Certo così è stato, e il libro ne è testimonianza più che
racconto. Perché solo la linfa di quelle radici, giustifica la forza di questa
donna fragile. Piccoletta e scura, come dice lei, con la faccia da povera, la
faccia da Maya, la faccia da indigena, Rigoberta è rimbalzata agli occhi del
mondo quando ha vinto il Premio Nobel per la Pace, nel 1992. Riconoscimento internazionale di un percorso
paziente, umile e infinito, fatto di poesie, di esilio, di parole e attese nei
corridoi dell’ONU, per dar voce all’anima antica del suo Paese diviso.

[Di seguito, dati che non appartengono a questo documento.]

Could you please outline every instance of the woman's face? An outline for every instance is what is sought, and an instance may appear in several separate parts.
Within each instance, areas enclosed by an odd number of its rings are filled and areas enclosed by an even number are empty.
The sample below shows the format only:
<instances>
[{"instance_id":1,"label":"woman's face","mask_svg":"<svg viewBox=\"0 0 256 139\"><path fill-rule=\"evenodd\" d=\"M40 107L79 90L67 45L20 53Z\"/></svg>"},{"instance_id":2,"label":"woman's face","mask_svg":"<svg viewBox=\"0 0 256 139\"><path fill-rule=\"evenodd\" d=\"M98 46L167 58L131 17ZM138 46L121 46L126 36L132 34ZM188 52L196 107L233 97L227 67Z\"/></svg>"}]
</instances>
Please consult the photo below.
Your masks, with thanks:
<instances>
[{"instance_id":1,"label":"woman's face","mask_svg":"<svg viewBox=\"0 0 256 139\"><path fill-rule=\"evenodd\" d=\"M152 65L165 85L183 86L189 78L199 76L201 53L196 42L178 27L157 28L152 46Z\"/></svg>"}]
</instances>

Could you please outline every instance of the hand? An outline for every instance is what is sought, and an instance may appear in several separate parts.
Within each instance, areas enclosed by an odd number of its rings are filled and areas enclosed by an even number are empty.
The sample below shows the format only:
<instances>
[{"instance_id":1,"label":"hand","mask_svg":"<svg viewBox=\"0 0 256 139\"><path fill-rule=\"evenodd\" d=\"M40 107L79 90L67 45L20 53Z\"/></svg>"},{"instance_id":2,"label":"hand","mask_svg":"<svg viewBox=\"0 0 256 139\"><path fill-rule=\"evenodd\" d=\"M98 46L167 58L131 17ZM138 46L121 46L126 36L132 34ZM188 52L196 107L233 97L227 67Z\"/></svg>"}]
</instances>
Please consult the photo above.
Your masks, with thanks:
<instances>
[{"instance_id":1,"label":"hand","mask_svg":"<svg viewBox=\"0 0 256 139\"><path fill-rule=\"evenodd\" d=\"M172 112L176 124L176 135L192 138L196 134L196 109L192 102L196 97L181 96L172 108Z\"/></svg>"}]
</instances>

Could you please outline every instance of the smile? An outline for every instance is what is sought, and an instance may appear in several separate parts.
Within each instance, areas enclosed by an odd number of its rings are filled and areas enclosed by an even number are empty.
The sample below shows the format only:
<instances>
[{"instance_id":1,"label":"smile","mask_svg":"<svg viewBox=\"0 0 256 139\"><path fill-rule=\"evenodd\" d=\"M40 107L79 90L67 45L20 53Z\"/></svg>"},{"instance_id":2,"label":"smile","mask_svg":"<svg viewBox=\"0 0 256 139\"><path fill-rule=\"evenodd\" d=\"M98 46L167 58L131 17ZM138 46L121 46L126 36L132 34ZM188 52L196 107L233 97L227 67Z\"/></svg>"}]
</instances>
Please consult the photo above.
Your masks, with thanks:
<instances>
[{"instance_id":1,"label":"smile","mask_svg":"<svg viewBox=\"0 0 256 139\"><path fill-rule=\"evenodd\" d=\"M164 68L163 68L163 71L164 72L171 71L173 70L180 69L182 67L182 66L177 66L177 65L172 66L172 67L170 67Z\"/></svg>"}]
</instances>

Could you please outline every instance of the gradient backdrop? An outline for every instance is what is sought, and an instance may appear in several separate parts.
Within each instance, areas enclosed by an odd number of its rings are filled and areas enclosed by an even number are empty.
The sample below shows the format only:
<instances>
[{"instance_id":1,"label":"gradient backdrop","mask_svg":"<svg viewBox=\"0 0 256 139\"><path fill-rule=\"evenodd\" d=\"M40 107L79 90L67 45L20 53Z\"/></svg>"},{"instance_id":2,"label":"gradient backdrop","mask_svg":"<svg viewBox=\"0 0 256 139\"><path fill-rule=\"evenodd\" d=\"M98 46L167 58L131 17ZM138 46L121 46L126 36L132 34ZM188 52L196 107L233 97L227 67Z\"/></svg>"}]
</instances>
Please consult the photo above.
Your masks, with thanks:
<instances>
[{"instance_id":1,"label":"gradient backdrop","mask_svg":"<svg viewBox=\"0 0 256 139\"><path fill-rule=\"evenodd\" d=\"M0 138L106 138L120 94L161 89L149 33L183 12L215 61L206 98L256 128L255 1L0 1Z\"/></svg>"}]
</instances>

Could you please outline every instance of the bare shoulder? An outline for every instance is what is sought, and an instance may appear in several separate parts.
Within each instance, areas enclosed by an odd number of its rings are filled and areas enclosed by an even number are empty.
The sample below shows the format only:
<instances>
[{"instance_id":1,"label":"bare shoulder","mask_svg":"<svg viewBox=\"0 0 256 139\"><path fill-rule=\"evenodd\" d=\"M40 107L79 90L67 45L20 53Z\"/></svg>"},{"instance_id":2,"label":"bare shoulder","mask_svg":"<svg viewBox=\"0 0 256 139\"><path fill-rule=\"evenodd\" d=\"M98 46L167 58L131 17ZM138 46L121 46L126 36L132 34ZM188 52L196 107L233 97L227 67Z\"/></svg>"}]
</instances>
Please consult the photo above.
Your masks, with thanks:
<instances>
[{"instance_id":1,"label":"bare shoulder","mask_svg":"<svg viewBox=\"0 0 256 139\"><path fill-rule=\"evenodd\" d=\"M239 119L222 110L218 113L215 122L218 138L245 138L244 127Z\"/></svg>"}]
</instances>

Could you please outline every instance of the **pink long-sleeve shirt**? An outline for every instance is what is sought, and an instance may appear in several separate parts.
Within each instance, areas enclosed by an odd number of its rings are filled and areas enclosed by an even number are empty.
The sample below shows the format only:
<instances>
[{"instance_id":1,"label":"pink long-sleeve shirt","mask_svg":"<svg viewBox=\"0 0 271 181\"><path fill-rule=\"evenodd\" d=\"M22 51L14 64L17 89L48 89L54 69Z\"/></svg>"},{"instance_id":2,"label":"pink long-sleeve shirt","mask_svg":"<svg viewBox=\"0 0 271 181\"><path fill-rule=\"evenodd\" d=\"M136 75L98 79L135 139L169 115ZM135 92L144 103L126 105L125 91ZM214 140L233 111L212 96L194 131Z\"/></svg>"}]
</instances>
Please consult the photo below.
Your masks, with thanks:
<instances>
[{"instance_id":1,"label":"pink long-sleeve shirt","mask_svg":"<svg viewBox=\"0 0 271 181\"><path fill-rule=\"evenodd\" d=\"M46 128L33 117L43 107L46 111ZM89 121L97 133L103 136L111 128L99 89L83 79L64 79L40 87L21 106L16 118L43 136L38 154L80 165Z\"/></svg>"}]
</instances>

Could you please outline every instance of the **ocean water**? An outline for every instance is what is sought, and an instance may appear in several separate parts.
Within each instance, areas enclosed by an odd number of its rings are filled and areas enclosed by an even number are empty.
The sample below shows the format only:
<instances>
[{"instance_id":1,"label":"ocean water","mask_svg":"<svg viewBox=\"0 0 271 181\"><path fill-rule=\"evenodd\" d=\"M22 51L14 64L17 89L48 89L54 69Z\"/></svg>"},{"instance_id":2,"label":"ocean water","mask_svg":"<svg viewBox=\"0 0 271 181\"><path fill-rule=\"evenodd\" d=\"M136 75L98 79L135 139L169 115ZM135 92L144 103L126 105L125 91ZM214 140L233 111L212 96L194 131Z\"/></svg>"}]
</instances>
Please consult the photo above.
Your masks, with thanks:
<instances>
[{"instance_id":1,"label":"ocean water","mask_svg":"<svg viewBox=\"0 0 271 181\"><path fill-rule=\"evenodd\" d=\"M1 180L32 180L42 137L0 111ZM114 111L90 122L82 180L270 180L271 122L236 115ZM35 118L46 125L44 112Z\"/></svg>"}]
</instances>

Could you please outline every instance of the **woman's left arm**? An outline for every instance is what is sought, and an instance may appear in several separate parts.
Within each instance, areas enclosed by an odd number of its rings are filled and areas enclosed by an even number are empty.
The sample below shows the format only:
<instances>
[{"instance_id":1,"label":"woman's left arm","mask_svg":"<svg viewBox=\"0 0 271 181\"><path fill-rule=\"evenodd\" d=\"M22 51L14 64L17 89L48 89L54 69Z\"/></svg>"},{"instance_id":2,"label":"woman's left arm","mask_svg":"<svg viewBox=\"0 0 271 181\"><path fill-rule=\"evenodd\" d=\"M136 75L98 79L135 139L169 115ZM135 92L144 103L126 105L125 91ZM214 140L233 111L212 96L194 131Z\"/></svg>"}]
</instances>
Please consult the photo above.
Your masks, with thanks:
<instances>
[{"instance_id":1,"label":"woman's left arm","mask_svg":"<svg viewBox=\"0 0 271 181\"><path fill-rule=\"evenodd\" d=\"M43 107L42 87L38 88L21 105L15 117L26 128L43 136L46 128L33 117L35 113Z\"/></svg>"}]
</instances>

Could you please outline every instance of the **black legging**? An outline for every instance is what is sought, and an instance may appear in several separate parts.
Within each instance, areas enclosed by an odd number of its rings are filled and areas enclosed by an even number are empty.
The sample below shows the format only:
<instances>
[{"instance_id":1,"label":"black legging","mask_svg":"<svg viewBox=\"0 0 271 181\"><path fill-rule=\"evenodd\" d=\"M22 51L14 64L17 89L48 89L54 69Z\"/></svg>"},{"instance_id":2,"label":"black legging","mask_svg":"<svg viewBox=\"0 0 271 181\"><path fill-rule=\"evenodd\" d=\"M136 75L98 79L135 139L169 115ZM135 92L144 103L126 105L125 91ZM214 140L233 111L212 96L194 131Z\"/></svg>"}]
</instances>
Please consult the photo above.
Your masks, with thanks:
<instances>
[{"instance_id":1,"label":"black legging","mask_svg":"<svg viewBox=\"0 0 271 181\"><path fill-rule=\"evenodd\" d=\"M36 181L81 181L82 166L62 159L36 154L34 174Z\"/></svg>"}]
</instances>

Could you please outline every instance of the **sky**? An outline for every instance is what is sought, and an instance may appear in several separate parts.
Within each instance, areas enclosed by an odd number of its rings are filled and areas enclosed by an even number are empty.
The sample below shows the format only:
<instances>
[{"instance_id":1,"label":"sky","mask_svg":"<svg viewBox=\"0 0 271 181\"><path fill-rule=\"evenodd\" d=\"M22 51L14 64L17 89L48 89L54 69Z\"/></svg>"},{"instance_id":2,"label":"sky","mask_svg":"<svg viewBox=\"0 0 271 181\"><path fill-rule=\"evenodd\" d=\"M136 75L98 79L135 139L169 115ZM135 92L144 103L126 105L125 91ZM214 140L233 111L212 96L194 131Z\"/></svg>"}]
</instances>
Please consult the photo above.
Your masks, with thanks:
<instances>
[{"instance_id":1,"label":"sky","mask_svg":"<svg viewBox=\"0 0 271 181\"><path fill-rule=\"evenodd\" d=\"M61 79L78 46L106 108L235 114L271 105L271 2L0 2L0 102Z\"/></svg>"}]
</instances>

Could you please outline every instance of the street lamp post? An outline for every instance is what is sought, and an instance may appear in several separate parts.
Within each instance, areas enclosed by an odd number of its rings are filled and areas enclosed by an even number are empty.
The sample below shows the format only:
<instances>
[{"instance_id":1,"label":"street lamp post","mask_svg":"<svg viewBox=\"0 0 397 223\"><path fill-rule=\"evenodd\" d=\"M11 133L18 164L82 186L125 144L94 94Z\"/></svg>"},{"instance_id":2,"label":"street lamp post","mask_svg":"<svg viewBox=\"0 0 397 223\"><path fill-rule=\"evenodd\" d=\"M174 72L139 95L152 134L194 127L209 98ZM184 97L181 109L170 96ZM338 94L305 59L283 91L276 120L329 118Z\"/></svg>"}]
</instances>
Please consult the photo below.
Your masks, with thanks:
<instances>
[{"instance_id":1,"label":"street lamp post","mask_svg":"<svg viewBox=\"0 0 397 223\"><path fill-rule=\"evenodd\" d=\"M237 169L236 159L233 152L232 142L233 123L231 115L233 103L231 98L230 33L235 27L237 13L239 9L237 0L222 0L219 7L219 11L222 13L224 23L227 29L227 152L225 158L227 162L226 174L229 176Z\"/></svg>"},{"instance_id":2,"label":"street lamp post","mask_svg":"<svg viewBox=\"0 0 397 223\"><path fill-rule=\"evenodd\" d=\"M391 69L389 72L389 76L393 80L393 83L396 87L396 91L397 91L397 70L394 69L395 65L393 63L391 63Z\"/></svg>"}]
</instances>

Nulla di cui montarsi la testa : se c’è un termine per
definire la cadenza del suo racconto, il prima e il dopo dell’indubitabilmente importante
evento, questo è “equilibrio”. Viatico per la saggezza, del resto, nella tradizione
del suo popolo.
Il Nobel, allora, è per lei coscienza di voler testimoniare
anche questo modo di essere ; pur ben sapendo, scrive, che gli avi ci
hanno insegnato che una sola persona non fa la storia. Il Nobel, ancora, è per lei certezza di
speranza, cenno di mutamento, considerazione più attenta dei problemi delle
cosiddette minoranze, occasione di maggior ascolto ; anche se si augura che
questo non dipenda dal solo fatto - scrive - che così va il mondo, in cui un
attestato, un diploma è quello che ci vuole per essere presi in considerazione.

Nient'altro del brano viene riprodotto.